The trustees manage the beaches and bottomlands in the village, as well as others in the town except for Montauk, on behalf of the public.

Bill Taylor, a trustee, observed that receptacles had been removed from town beaches several years ago “because they were a big mess.” The situation improved as a result, he said.

Mr. Cullum contends that garbage receptacles placed directly on the sand only encourage litter. Village employees cannot keep up with the volume of trash left in and around them, he said, and animals and strong winds then compound the problem. “I work very, very hard to clean your beaches,” he told the trustees. “I think in return, there should be some respect as far as helping me not make it so easy for garbage to get on the beaches.”

People do not use the receptacles, he said, and if they do, they are filled and overflow. Left overnight, the trash “gets picked at by the raccoons, knocked over by the elements,” and “in the morning, the seagulls tear it to shreds. I don’t think that’s necessary or a proper way to deal with this trash issue that’s really a crisis.”

Mr. Cullum is in favor of receptacles at the road end, but not on the beach itself. If village staff cannot manage them at the road ends, he asked, why place them halfway to the water’s edge? “I’m trying to solve the problem, and you’re trying to make it worse,” he told the trustees. “It’s not your fault, but it is because of what you’re allowing them to do,” he said, referring to village officials.

While the trustees had been unaware that the village allows receptacles on its beaches, Diane McNally, the trustees’ presiding officer, told Mr. Cullum, she took exception to his characterization of the trustees’ and village’s management. The receptacles are emptied twice daily, she said. “From my perspective, the town and village are using all the resources they’ve got to try and stay on this garbage issue.”

“We don’t have a bay constable,” said Nat Miller, a trustee. “We need enforcement.”

Deborah Klughers, a trustee who, like Mr. Cullum, is a member of the town’s litter committee, said that she agreed with Ms. McNally but also with Mr. Cullum, in that receptacles should not be on the beaches, and suggested that the trustees ask that the village remove them. “This could be undone,” she said of a change in policy. “I don’t know what the bad thing could be to try this.”

Ms. Klughers also complained that a memo to the town board proposing that fines for littering on beaches be increased had gone unanswered. She later attended a town board meeting, she said, and asked for a public hearing on the proposal. “I don’t know what else to do,” she said. “I don’t understand what the problem is.”

The problem, Mr.

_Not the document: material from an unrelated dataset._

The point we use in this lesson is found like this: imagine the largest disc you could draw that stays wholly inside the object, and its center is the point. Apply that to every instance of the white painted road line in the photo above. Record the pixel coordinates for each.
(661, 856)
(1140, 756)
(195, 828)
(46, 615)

Miller answered, “is they’re afraid to give tourists tickets.”

Ms. McNally disagreed with her colleagues. “By removing the cans, I don’t think you’re going to solve the problem,” she said.

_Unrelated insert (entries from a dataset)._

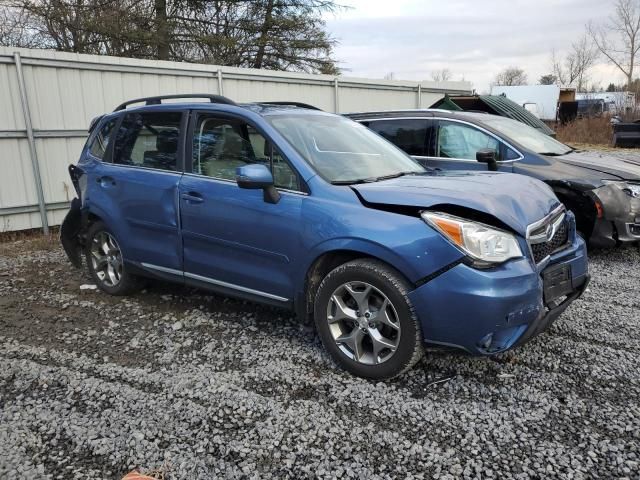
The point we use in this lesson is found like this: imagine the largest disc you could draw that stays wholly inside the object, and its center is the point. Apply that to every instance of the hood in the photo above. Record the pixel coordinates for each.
(515, 200)
(623, 166)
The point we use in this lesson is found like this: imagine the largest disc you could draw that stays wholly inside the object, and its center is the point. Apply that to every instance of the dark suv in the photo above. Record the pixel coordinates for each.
(315, 213)
(603, 191)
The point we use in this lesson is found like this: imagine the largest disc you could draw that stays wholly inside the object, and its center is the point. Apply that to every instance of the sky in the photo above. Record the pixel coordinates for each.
(474, 39)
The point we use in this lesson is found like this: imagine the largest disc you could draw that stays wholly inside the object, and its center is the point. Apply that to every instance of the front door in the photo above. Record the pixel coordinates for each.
(136, 188)
(233, 239)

Over her dissenting vote, however, the trustees voted to ask that the receptacles be removed from the village beaches and that enforcement be increased. “You have to send a message,” Mr. Miller said.

The trustees will ask that penalties in the section of town code pertaining to beaches be amended to match those in the section pertaining to littering in public places. In the former, the penalty for a first offense is a fine of between $100 and $250, imprisonment for up to 15 days, or both. The latter assesses a fine of between $250 and $1,000, imprisonment for no more than six months, or both. “You’ve got to set a minimum that’s really high,” said John Courtney, the trustees’ attorney. “Everybody plea-bargains.”

In other news from the meeting, Ms. McNally announced that the trustees’ next meeting would be televised. LTV will provide cameras to film the board members and anyone addressing them, the latter now required to stand at a podium. The furnishings in the small room at the Donald Lamb Building in Amagansett where the trustees meet have been reconfigured to accommodate the new arrangement.

Ms. McNally also told her colleagues that the trustee-owned pumpout boats, which are stationed in Three Mile Harbor in East Hampton and in Lake Montauk, had provided an invaluable service to the waterways in 2014. Like all open waters of the Peconic Estuary, both are no-discharge zones.

Last year, free of charge, the boats pumped 52,400 gallons of sewage from boats in Lake Montauk and 22,205 gallons in Three Mile Harbor.